Week 12: The fingers and toes are no longer webbed and tiny fingernails are present. Eyelids meet and adhere and the eyes contain some pigment. The tooth buds for the 32 permanent teeth begin to appear, but at different times over the coming weeks. The fetal skin is still thin, translucent and permeable to amniotic fluid, but it is now covered in a layer of very fine hair. Muscle development continues, and this means that the fetus is starting to show reflex reactions in response to external stimuli. The digestive system develops further, with the stomach linked to the mouth and the intestines.

Week 13: At end of this week – the close of the first trimester – the facial features have developed still further: the eyes are closer to the front of the face, while the ears are now visible and are higher up the side of the head. From Weeks 13–15 taste buds are continuing to develop and the fetus is gradually straightening out. 


Week 11: Symptoms such as nausea, vomiting and tiredness will fade and disappear completely in the majority of women as this first trimester comes to a close (and usually by Week 16 at the latest). This is because the placenta has taken over the production of hormones necessary to keep the pregnancy going. You will probably have your booking visit with your midwife around this time, as well the ‘dating’ ultrasound scan.

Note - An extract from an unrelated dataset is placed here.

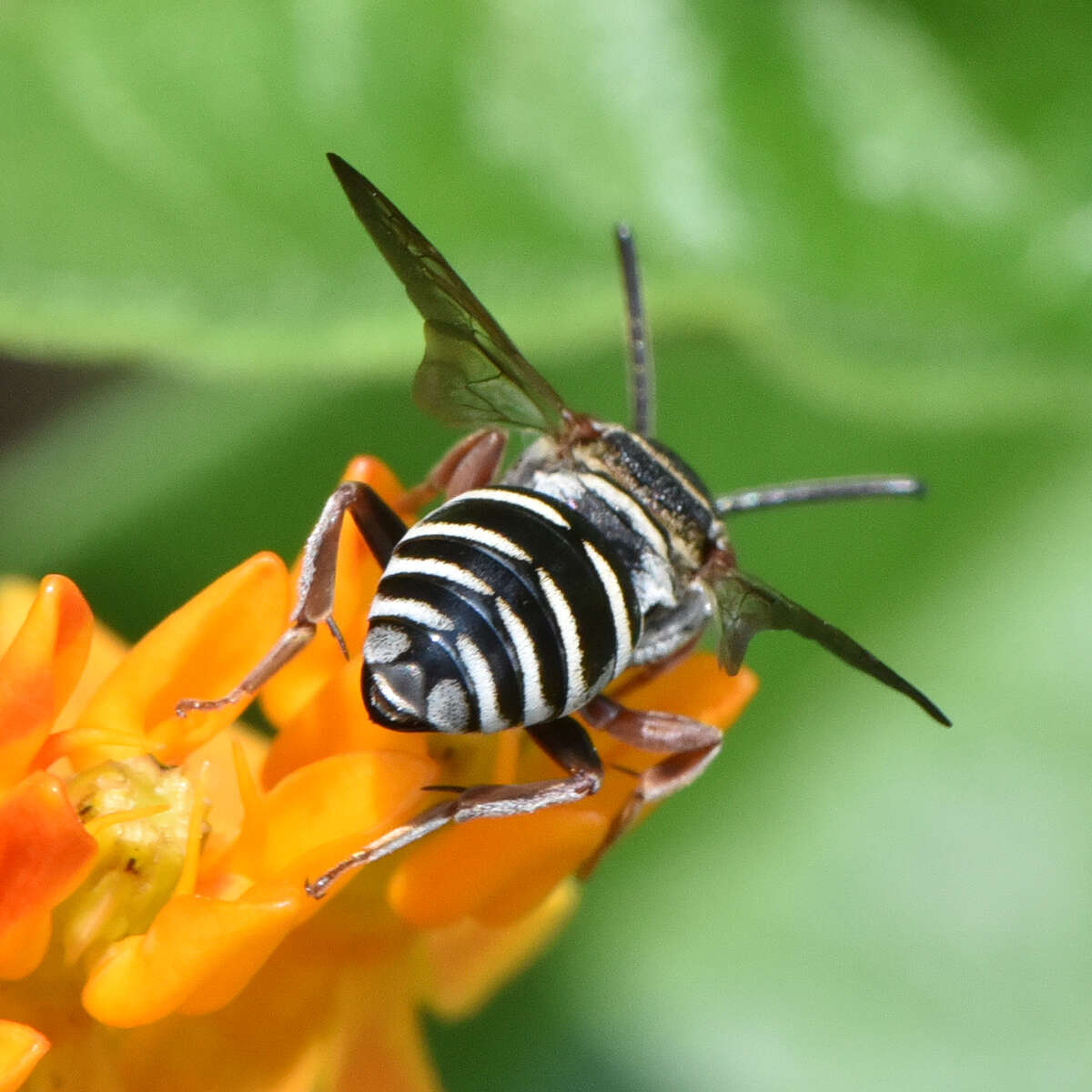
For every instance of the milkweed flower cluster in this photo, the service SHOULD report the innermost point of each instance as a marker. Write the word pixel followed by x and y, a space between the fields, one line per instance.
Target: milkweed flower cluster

Week 12: There is an increase in blood supply to all your major organs. As your early pregnancy symptoms lessen and you start to feel more energetic, you may want to think about your exercise regime. Exercising regularly will help you cope with the physical demands of pregnancy and birth, as well as boosting your mood with the production of endorphins. Make sure, however, that any activities you do are appropriate for pregnancy.

Week 13: As you approach the start of the second trimester, you are likely to be feeling much better than in previous weeks, to have renewed energy and appetite and to feel confident that your pregnancy is now well established.